Gioiella Cap Noci, Degiorgio: “Sono contento a metà”

NOCI – Mancano poche ore al quinto match stagionale che vedrà impegnati in trasferta i biancoverdi della Gioiella Cap Noci. Gli avversari di giornata sono i ragazzi del Valentino Ferrara, che hanno guadagnato due vittorie nei tre match da loro disputati.

pallamano-noci-marko-bobicicChe aria si respira in casa Gioiella Cap? Il team di Domenico Iaia è reduce da una bella vittoria (28 – 20) guadagnata lo scorso sabato in casa, contro gli ospiti del Kelona Palermo, che ha di certo risollevato il morale dopo la sconfitta contro i campioni d’Italia fasanesi (41 – 21). C’è inoltre da dire che la “famiglia” biancoverde, nell’ultima settimana, è aumentata di numero: si chiama Marko Bobicic  (in foto) il nuovo arrivato, ventiquattrenne montenegrino, ex del Conversano. La new entry sarà il nuovo terzino, giunto alla corte di mister Iaia per supplire alla mancanza del cubano Hechavarria, fermo per infortunio.

Dando uno sguardo alla classifica si ritrova la squadra del presidente Lippolis a quota 6 punti, guadagnati con le due vittorie casalinghe. Insomma, il gruppo nocese non ha fin qui deluso le aspettative dei tifosi, che sono consapevoli del fatto che le due sconfitte stagionali sono state registrate in casa delle compagini attualmente in vetta alla classifica e che hanno come obiettivo dichiarato quello di vincere il campionato (Junior Fasano e Teamnetwork Albatro). Più critica è la valutazione del giovanissimo e talentuoso capitano biancoverde, Ignazio Degiorgio, con il quale abbiamo tracciato un primo bilancio.

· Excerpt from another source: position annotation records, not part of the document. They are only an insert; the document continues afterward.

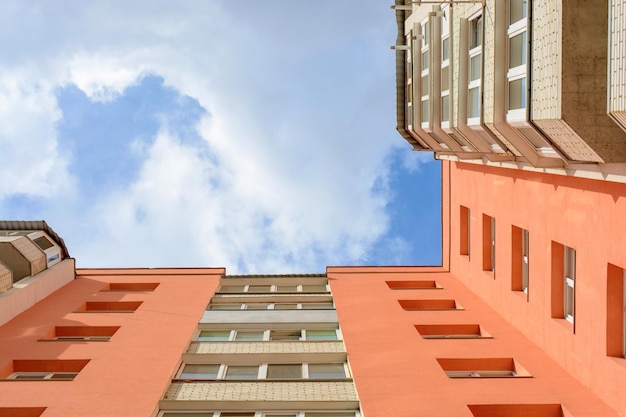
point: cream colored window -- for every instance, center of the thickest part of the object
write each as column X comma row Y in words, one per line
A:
column 516, row 63
column 475, row 70
column 425, row 72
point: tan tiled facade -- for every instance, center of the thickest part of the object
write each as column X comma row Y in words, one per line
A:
column 527, row 82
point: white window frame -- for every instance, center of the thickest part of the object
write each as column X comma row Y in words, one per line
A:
column 232, row 336
column 521, row 71
column 41, row 376
column 569, row 290
column 445, row 64
column 320, row 413
column 425, row 72
column 261, row 371
column 474, row 52
column 525, row 260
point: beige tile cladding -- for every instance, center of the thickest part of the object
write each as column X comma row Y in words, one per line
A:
column 266, row 347
column 546, row 64
column 262, row 391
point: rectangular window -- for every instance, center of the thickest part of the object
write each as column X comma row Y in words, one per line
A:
column 517, row 46
column 475, row 69
column 489, row 243
column 616, row 311
column 481, row 368
column 425, row 74
column 464, row 238
column 570, row 278
column 263, row 371
column 563, row 279
column 519, row 259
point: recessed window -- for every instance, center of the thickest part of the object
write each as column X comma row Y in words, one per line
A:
column 514, row 410
column 110, row 307
column 263, row 371
column 133, row 286
column 82, row 333
column 520, row 259
column 464, row 229
column 45, row 369
column 429, row 305
column 278, row 335
column 489, row 243
column 616, row 311
column 451, row 331
column 412, row 285
column 481, row 368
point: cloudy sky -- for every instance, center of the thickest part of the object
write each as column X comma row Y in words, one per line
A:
column 258, row 136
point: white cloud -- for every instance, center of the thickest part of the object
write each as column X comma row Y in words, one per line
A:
column 297, row 172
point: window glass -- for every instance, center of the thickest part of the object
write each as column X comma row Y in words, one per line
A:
column 284, row 371
column 285, row 306
column 225, row 307
column 475, row 67
column 321, row 335
column 517, row 50
column 277, row 335
column 214, row 335
column 286, row 288
column 232, row 288
column 445, row 49
column 317, row 306
column 473, row 104
column 517, row 94
column 517, row 10
column 476, row 32
column 326, row 370
column 193, row 371
column 257, row 306
column 314, row 288
column 242, row 372
column 445, row 78
column 259, row 288
column 249, row 335
column 445, row 108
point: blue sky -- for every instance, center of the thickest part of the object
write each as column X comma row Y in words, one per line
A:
column 259, row 136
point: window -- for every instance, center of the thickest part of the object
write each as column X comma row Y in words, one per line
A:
column 517, row 57
column 260, row 289
column 570, row 278
column 45, row 369
column 616, row 311
column 413, row 285
column 36, row 376
column 264, row 371
column 475, row 70
column 489, row 243
column 81, row 333
column 278, row 335
column 445, row 68
column 464, row 238
column 481, row 368
column 563, row 280
column 109, row 306
column 451, row 331
column 424, row 75
column 519, row 259
column 322, row 305
column 429, row 305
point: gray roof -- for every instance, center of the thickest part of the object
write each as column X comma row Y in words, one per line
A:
column 35, row 225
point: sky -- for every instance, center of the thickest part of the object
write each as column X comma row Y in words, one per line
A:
column 256, row 136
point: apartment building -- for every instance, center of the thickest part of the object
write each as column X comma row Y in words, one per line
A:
column 514, row 83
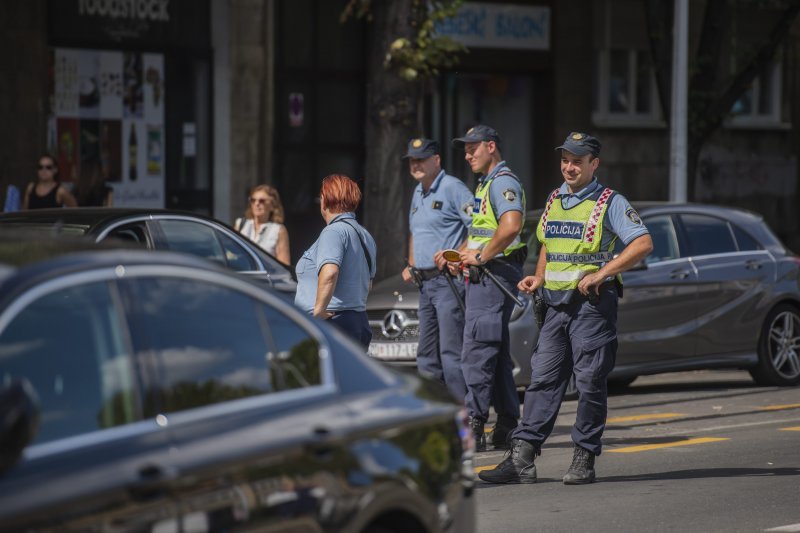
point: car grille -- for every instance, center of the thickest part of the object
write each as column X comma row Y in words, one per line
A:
column 410, row 333
column 401, row 324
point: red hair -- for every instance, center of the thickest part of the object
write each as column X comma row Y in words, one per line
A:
column 340, row 194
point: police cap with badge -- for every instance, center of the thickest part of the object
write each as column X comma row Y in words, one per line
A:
column 580, row 144
column 422, row 149
column 479, row 133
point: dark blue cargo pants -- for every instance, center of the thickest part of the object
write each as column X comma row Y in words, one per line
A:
column 441, row 333
column 486, row 357
column 580, row 338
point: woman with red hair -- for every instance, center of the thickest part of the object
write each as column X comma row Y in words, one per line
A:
column 334, row 275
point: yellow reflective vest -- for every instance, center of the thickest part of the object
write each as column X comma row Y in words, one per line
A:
column 484, row 221
column 573, row 237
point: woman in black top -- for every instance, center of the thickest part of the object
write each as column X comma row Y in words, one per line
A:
column 46, row 191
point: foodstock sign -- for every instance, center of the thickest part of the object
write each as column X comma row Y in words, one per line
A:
column 148, row 23
column 155, row 10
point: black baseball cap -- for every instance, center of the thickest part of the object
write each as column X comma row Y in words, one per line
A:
column 580, row 144
column 478, row 133
column 422, row 148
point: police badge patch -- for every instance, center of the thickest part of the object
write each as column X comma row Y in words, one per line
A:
column 510, row 195
column 633, row 215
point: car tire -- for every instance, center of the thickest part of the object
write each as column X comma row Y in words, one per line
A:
column 779, row 348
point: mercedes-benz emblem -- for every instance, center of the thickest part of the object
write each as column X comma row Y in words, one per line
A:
column 393, row 324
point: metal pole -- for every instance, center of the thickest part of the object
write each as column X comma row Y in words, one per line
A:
column 680, row 100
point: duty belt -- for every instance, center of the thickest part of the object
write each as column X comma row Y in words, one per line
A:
column 580, row 259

È soddisfatto della prestazione della squadra?

Il bottino di queste prime quattro partite è il 50% e anche io sono contento solo a metà. Anche se perdiamo io sarò sempre con la mia squadra a difenderli. Non siamo ancora tutti al massimo ma sono soddisfatto del lavoro e degli allenamenti della squadra.

Quale ritiene siano i vostri punti di debolezza che vi hanno penalizzato, ad esempio, contro i fasanesi?

La serie A non fa sconti a nessuno, quindi dobbiamo sfruttare ogni minima occasione o errore dell’avversario essendo più cinici. Forse é questo che ci ha penalizzato nelle prime partite ma siamo un gruppo giovane che non può che migliorare.

Una domanda personale: com’è giocare nella massima serie? E cosa vuol dire per lei essere capitano?

Per chi ama questo sport giocare in serie A è un importante traguardo ed é davvero bello. Poi farlo da capitano é ancora più emozionante.

Ci presenta Marko, il nuovo arrivato?

Marko è un ragazzo che si è subito ambientato col gruppo e questo è molto positivo, al di là delle doti del singolo atleta, che Marko comunque possiede. Anche se ha soli 24 anni, da 7 anni gioca in Italia e questo sottolinea quanta esperienza e quanto aiuto possa dare a questa giovane squadra.

Quali saranno le difficoltà della prossima gara? Un pronostico?

Il Valentino Ferrara é un’ottima squadra che si é mossa davvero bene sul mercato. In casa può dare filo da torcere a tutti, infatti prevedo una partita molto equilibrata. Noi siamo pronti a vincerla.